“Jason?”
Jason looked around. Ruth stood trembling, at the door of the storeroom. Her eyes were dark, and she looked thinner in the lamplight. He went to her, deliberately blocking the view of Germaine Frost’s body, and took her in his arms.
She looked up at him.
“What was Sam Green doing here?” she asked.
The cathedral growled and hummed and came alive, as the Heavens dried up.
Inside its belly, acolytes stoked saw-scrap and wood shavings by the shovelful into the boiler; a plume of white smoke drifted from the high stack and across the town, where others crouched—their faces pressed into the mud of the road, or bent down as they clutched their chickens and pigs and bushels of apples—a proper offering to the God who now dwelt inside.
At the cathedral’s gate, the Oracle waited.
She let Lily lead the song; she was uneasy, as she surveyed the crowd of new worshippers as she sniffed at the bundle in her arms and hung back under the shadow of the roof. There were a lot of folk there—more than she’d seen before, and she wasn’t sure she liked all of them in such a great number.

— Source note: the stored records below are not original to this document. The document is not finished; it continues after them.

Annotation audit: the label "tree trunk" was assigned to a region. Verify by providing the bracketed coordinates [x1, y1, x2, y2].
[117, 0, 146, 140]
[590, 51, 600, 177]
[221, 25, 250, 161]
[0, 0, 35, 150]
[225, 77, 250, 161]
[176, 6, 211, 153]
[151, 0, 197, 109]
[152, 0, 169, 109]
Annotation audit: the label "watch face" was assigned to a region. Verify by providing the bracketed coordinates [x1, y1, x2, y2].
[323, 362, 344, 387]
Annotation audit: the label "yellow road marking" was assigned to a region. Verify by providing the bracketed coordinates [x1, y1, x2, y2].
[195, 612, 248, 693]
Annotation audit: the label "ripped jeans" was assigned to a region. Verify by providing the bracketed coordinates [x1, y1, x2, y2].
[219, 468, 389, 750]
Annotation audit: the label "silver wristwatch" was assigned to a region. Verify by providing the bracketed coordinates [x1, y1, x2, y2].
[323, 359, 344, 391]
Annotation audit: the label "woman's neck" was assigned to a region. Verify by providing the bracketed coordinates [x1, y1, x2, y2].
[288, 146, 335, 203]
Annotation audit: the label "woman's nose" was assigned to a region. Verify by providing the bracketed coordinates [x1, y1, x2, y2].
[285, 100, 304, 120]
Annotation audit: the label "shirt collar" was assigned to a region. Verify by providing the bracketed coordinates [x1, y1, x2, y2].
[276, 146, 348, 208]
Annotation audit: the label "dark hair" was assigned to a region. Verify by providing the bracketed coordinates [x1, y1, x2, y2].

Were it up to her, she’d send the men-folk out to do a cull—whittle these families down to manageable sizes, feed the carcasses to the Son, like they already were with the false priests—that stinking old man, who’d climbed up a mountain and thought he’d be an Oracle because of it.
A false oracle.
The Oracle stood under an overhang of roof, at the back of a wide platform overlooking the square. Rainwater dribbled off the roof in front of her, like a waterfall. Lily let that water course over her as she sang, and the multitude sang too. They were supplicant, all right. But the Oracle felt a twang of doubt. It was one thing to sing and holler and tell kin—tell Feegers—that they needed to get off their behinds, take up their axes and bows and clubs, and take their Word on a crusade. Another entirely to tell these folk, who only now felt the touch of the Son on them.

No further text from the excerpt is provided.